Alors que les restes de Maëlys ont été découverts mercredi suite aux aveux de Nordahl Lelandais, la mère de l'enfant s'est exprimée tard dans la soirée via un message publié sur son compte Facebook. 

"Ce monstre" a "enfin parlé". "Mon petit ange je n'ai pas pu te protéger de ce prédateur et cette culpabilité me poursuivra encore très longtemps", y écrit Jennifer Cleyet Marrel. "Il aura fallu attendre 5 mois et demi pour que ce monstre parle enfin. Toi l'assassin de ma fille : Maëlys va te hanter nuits et jours dans ta prison jusqu'à ce que tu crèves et que tu ailles en enfer", ajoute-elle en s'adressant à celui qui a avoué avoir tué la jeune fille de 9 ans. "Que Justice soit faite et que plus jamais un enfant ne subisse de tel acte. Tu nous manques tellement. Ton combat on le mènera jusqu'au bout ma princesse", termine Jennifer Cleyet Marrel.
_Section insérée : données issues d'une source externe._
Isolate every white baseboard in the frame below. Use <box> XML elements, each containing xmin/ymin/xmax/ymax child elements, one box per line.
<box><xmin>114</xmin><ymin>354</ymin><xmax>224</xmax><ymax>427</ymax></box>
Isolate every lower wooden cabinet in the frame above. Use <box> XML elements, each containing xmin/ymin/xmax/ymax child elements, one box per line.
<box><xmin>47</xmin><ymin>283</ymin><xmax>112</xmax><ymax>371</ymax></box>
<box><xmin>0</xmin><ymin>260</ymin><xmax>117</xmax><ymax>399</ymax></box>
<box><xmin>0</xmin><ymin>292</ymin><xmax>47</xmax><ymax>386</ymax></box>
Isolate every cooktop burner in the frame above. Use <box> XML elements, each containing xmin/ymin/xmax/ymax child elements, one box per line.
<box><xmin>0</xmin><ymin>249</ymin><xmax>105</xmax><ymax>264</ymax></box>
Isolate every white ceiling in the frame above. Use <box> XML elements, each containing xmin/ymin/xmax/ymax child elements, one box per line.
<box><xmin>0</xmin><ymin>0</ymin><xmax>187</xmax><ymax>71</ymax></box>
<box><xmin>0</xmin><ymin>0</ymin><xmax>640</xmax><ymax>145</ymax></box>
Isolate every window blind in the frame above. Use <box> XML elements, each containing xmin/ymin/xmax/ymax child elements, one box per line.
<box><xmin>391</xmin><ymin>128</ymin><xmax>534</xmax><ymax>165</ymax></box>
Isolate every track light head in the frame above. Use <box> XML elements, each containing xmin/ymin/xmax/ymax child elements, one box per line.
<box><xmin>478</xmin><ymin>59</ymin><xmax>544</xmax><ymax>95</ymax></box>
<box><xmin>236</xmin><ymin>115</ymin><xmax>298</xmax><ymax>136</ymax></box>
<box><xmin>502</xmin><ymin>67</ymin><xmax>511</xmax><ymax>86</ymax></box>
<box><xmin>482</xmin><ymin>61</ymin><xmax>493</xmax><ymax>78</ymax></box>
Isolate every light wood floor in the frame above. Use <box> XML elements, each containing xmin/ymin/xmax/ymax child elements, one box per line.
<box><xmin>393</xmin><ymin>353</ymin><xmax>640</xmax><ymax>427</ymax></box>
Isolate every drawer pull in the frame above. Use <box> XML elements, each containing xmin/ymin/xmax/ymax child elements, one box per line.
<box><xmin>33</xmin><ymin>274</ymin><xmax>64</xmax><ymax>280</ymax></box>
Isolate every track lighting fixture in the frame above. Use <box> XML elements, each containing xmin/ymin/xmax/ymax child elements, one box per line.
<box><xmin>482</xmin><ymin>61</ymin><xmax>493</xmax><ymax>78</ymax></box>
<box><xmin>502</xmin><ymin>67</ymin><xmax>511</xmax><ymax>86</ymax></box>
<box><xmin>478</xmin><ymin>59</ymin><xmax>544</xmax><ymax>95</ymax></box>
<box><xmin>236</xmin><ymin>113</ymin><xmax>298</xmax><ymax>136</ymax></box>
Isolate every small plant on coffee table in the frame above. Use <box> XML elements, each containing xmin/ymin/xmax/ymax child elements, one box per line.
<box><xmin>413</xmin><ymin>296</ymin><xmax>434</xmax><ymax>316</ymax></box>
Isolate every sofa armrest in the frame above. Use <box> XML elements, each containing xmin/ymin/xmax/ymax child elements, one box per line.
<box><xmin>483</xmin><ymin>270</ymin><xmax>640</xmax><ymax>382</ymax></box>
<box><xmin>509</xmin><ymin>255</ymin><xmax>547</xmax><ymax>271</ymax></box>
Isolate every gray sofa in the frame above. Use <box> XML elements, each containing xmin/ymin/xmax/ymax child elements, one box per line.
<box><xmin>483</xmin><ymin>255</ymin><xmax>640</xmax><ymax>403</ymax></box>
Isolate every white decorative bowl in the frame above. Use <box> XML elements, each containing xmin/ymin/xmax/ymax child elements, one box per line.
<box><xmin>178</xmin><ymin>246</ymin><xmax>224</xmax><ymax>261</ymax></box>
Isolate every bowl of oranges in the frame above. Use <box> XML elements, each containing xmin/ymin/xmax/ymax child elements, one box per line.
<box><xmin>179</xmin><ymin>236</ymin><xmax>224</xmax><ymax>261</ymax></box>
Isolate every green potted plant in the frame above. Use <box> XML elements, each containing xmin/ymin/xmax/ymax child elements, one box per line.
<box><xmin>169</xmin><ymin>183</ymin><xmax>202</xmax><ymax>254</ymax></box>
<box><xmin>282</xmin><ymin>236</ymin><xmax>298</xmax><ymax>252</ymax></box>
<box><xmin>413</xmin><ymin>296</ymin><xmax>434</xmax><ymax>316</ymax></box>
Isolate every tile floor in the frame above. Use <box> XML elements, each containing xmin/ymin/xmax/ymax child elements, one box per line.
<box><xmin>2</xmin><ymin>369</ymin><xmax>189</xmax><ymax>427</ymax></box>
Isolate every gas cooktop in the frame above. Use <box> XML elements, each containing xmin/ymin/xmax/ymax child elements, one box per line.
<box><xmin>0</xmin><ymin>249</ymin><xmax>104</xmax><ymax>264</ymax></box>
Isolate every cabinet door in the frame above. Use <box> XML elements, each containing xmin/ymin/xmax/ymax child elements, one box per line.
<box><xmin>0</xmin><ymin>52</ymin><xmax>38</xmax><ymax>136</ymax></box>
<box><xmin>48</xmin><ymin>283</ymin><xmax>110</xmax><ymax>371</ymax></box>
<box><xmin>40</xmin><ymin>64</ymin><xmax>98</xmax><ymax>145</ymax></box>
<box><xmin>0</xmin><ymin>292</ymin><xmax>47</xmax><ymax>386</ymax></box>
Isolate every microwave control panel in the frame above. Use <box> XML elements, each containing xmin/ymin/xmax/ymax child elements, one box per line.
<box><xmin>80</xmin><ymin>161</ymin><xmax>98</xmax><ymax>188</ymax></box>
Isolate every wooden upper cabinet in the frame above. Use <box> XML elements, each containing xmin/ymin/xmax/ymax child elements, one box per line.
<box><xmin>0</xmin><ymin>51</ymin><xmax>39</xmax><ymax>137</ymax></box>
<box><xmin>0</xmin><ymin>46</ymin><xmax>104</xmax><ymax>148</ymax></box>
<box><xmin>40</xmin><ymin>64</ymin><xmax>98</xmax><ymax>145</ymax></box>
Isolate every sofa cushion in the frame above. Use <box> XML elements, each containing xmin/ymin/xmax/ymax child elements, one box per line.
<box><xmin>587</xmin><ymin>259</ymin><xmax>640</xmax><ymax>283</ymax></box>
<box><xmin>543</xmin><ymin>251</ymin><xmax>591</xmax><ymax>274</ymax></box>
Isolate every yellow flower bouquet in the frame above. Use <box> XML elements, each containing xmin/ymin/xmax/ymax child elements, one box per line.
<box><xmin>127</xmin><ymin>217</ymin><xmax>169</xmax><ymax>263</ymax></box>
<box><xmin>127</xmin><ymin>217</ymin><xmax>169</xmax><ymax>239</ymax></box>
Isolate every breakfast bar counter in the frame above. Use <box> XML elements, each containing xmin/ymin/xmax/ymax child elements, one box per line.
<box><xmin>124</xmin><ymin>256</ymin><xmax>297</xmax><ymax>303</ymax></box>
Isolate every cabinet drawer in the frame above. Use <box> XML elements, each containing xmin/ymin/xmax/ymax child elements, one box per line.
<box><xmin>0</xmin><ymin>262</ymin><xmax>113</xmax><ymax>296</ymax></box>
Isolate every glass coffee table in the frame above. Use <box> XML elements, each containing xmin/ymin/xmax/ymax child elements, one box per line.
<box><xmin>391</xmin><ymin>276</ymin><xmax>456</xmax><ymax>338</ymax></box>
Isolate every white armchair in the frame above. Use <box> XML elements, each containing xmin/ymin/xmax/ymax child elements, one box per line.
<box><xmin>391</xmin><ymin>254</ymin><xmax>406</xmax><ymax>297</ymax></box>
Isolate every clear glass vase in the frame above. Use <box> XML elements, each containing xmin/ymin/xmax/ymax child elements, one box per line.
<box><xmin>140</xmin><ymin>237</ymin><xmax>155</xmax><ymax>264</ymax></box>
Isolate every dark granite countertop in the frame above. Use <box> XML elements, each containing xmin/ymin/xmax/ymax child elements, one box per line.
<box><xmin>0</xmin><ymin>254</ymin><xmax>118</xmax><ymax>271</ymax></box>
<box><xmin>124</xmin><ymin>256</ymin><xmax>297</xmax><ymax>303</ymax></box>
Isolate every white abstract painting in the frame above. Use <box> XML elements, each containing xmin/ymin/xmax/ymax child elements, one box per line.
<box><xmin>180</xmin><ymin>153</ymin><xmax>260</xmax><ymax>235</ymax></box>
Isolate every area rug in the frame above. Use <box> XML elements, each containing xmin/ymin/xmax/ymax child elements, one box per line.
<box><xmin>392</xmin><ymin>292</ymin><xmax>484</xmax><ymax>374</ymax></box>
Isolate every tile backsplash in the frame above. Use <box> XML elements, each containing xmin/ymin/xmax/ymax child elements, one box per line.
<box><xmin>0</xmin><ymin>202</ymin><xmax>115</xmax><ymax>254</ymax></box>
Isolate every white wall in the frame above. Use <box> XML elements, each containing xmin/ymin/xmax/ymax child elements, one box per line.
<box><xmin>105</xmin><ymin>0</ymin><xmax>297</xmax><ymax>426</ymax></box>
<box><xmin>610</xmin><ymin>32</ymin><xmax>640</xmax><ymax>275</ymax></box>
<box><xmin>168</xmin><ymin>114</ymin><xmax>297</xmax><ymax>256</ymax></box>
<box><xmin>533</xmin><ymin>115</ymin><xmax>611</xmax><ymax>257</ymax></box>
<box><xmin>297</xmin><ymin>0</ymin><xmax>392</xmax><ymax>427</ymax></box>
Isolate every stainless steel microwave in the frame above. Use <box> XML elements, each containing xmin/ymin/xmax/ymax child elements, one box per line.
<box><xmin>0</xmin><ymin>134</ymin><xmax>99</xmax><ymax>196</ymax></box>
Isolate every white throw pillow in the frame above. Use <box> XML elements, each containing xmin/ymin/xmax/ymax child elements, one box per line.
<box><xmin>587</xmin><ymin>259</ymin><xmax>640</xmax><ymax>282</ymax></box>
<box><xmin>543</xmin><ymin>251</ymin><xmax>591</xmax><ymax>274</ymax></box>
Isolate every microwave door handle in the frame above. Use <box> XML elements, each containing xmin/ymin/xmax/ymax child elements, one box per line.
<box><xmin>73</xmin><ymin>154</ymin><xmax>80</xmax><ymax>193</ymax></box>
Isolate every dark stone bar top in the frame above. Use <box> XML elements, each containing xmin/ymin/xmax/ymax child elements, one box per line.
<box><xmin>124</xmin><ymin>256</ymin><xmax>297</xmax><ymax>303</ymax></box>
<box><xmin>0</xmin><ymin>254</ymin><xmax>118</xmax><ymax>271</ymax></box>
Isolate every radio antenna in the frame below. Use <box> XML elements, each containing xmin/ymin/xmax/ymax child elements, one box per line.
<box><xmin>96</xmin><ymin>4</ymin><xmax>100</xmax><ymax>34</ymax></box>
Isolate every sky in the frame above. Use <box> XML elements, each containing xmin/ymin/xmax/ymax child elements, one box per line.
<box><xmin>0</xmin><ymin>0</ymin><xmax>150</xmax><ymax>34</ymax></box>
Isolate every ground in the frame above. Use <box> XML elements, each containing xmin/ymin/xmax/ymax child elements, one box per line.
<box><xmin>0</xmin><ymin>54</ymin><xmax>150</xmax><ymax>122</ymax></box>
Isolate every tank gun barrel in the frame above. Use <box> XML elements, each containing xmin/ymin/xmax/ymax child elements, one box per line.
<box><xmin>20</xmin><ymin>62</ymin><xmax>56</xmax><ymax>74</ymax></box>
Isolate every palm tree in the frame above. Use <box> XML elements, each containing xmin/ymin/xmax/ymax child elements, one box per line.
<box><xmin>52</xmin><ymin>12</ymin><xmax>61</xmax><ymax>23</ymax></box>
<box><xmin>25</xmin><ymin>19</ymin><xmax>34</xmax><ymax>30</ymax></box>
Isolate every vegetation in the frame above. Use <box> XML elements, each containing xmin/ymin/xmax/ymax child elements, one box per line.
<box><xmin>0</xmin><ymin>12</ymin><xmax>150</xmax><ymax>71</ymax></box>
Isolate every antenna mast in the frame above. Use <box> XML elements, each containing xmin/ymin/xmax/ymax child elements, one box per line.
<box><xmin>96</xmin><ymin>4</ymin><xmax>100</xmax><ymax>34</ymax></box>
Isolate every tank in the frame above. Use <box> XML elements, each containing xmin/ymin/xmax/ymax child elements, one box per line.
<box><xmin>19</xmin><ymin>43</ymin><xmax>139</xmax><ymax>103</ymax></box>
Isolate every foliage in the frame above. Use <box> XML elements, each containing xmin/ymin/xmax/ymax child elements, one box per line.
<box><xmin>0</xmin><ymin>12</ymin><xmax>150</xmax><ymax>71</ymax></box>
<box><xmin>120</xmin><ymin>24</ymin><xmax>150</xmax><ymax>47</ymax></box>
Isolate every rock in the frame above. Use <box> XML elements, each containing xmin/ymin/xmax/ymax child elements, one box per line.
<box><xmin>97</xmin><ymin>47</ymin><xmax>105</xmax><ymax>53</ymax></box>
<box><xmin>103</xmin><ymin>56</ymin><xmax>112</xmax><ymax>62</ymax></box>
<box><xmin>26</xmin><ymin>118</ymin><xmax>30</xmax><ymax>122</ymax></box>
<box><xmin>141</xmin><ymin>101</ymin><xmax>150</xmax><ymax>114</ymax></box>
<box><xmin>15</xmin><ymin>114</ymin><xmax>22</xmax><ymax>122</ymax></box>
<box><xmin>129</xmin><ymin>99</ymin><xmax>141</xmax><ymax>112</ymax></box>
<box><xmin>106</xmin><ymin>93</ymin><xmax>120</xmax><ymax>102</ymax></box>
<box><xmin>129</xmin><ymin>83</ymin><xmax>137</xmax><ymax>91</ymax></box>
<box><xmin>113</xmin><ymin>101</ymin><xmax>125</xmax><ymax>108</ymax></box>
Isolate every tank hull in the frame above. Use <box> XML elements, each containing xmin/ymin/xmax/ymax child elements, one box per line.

Une trace de sang. Plus de six mois après la disparition de la fillette de neuf ans lors d'un mariage à Pont-de-Beauvoisin, en Isère, le principal suspect a reconnu les faits et conduit mercredi les enquêteurs à l'endroit où il s'était "débarrassé" du corps. Ce revirement dans la stratégie de Nordahl Lelandais, qui niait jusque là son implication dans la disparition, s'explique par la découverte de nouveaux éléments par les enquêteurs. Les gendarmes ont en effet trouvé une tâche de sang "dans le coffre, sous les tapis de sol", selon le procureur de la République de Grenoble Jean-Yves Coquillat. "Les experts de la gendarmerie ont déterminé que ce sang était celui de Maëlys", a-t-il précisé. 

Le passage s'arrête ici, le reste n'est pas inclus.